Just wondering if any of Poppy's litter mates are out there and fancy a meet up? She was born on 27th March this year and we're in Lancashire xxx


----------



## KGr (Mar 11, 2013)

I think Pip might be one of Poppy's litter mates. We got her from Lorton Cockapoos & was born on 27th March. 

We're in Leeds so might be too far to meet up but would love to see a some pictures of Poppy. 

Here's one of Pip


----------



## Mazzapoo (Jul 28, 2013)

Hi! How exciting  here's a pic from when she was tiny from Yvonne and a more recent one (she's chewing, so her face is a bit funny) I've got better ones but not on the iPad so I'll need help to get them on! How is Pip doing? Poppy is a chewer but lots of fun.


----------



## Mazzapoo (Jul 28, 2013)

I think she was 8 wks here.


----------



## dio.ren (Jan 18, 2013)

They are both so cute Love their colors!


----------



## KGr (Mar 11, 2013)

Mazzapoo said:


> Hi! How exciting  here's a pic from when she was tiny from Yvonne and a more recent one (she's chewing, so her face is a bit funny) I've got better ones but not on the iPad so I'll need help to get them on! How is Pip doing? Poppy is a chewer but lots of fun.


Aww Poppy is very cute & I remember her from when we went to see Pip for the first time. Not sure if you've seen this picture before. But these are the 4 girls from the litter. Pip & Poppy on either end.


----------



## Mazzapoo (Jul 28, 2013)

Aw thank you, we didn't see her until 11 wks and Yvonne kept her until 16 wks (I work afternoons term time so wanted to pick her up on the last day of term for 7 wks of settling in). She's changing so much with each week it's lovely. At the moment I'm leaving her alone for a bit each day as a run up to going back to work, how is Pip on her own?


----------



## KGr (Mar 11, 2013)

Mazzapoo said:


> Aw thank you, we didn't see her until 11 wks and Yvonne kept her until 16 wks (I work afternoons term time so wanted to pick her up on the last day of term for 7 wks of settling in). She's changing so much with each week it's lovely. At the moment I'm leaving her alone for a bit each day as a run up to going back to work, how is Pip on her own?


Aww here's another picture for you then. 

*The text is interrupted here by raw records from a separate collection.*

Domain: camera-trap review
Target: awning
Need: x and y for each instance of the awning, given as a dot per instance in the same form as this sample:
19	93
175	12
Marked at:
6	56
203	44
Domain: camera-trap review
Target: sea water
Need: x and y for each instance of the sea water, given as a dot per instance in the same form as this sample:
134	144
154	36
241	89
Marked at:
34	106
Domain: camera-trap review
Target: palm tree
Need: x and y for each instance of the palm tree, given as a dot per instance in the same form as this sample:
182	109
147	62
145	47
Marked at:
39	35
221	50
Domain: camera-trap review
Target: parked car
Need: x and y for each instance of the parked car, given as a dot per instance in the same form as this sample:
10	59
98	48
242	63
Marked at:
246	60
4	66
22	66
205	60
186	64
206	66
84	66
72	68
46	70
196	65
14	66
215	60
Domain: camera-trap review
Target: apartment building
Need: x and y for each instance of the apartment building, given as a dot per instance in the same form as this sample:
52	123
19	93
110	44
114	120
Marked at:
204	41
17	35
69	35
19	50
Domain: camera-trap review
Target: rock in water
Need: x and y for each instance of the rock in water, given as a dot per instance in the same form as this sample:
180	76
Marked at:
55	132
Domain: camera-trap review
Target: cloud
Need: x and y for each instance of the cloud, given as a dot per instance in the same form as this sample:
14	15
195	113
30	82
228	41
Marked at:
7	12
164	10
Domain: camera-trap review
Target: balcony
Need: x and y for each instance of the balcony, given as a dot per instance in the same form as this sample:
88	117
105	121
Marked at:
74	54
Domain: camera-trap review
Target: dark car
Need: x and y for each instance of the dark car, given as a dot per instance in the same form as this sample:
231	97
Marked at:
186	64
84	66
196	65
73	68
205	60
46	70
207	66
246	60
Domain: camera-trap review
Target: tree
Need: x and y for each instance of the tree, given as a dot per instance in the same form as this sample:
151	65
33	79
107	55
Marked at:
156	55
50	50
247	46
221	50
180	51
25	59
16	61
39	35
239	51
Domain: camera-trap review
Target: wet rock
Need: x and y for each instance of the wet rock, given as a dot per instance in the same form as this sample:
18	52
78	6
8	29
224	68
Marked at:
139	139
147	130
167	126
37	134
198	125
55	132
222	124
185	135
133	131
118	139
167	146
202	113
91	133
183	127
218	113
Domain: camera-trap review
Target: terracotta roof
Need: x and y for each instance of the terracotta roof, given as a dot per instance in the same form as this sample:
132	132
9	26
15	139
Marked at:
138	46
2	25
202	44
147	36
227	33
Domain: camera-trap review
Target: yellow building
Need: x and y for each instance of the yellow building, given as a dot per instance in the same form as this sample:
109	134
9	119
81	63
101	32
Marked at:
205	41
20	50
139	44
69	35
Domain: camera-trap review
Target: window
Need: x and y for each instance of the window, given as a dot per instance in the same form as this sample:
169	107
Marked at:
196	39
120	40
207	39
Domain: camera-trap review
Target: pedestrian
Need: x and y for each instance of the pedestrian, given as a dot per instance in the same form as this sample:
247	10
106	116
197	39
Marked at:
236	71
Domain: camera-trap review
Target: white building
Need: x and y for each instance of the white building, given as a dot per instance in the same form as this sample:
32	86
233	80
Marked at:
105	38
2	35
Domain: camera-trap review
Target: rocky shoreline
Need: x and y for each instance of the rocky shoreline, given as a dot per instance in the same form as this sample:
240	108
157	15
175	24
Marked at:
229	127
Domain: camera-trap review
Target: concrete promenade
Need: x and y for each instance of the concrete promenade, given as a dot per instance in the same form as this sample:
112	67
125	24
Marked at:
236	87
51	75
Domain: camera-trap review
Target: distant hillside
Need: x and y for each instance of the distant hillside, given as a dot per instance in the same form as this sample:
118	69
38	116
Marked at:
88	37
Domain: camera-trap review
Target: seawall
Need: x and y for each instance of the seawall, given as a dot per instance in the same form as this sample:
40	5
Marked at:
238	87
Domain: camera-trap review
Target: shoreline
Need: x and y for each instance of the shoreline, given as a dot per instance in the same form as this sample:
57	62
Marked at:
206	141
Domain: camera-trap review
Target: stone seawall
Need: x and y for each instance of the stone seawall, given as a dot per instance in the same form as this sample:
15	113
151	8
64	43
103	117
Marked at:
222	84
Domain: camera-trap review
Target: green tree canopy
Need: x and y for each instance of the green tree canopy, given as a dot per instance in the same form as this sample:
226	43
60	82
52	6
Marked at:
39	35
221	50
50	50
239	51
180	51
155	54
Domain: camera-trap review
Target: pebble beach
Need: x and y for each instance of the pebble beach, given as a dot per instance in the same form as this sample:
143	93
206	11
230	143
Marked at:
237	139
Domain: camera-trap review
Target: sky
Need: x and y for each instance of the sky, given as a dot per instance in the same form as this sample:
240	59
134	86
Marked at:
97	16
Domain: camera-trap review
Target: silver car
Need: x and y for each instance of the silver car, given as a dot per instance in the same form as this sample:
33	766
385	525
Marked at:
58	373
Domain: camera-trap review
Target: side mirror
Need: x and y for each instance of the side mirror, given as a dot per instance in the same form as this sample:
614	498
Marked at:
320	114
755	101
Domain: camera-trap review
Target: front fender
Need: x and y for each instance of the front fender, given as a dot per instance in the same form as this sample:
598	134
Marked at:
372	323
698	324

We picked Pip up at 8 weeks just before May half term ready to introduce her to our 2 girls (age 4 & 6) and then I worked from home for a week. Then we started using a dog walker 3 days a week whilst we are at work. Pip settles really well in her crate & to be honest i think she likes the peace & quiet on those 3 days. She is very giddy when we get home from work but nothing that a long walk doesn't sort out. How has Poppy settled in over the holiday then?


----------



## Mazzapoo (Jul 28, 2013)

That's beautiful, thank you!
Poppy doesn't show any interest in her crate in the daytime but she's happy to sleep in it overnight and she's always slept through dry. The first two weeks were really hard with her chewing everything and being mad hyper, I felt like a zombie and just spent my time watching her like a hawk for toilet training. This forum helped me a lot because I felt guilty I wasn't enjoying it and I saw that it was a common feeling! But from week 3 (about 19 wks) she seemed to click a bit more with us and maybe I got more in tune with her too. We went on holiday too which I was worried might disrupt her settling but actually it helped us bond and gave her lots of new experiences. Like Pip she gets very giddy, rushing around, jumping on and off furniture and nipping (mainly evening times) but thanks to advice on here I realised that can mean she's overtired so I started crating her for a couple of hours in the pm (she settles if I'm close) and that's helped. She needs more exercise than the 5 mins a month rule though! At the moment we're doing some really fun energetic recall practise and mini off-lead walks in quiet places. 
With two young girls as well as Pip you must be very busy! But I bet they love each other so much.


----------



## KGr (Mar 11, 2013)

Poppy sounds very similar to Pip when we first got her. She was very nippy & I was quite worried about how we were gonna handle it especially with kids. Then a vet nurse advised using the crate for time out & that really worked. She doesn't nip too much now but she does when she's tired or anxious & then we put her in her crate for a couple of minutes & it's sorted...... She often just stays in there for a snooze! 
We've been letting Pip off lead for a month or so now but only in quiet places & she's ok as long as there's not too many distractions. She seems to be better if we take a ball & play fetch with her.


----------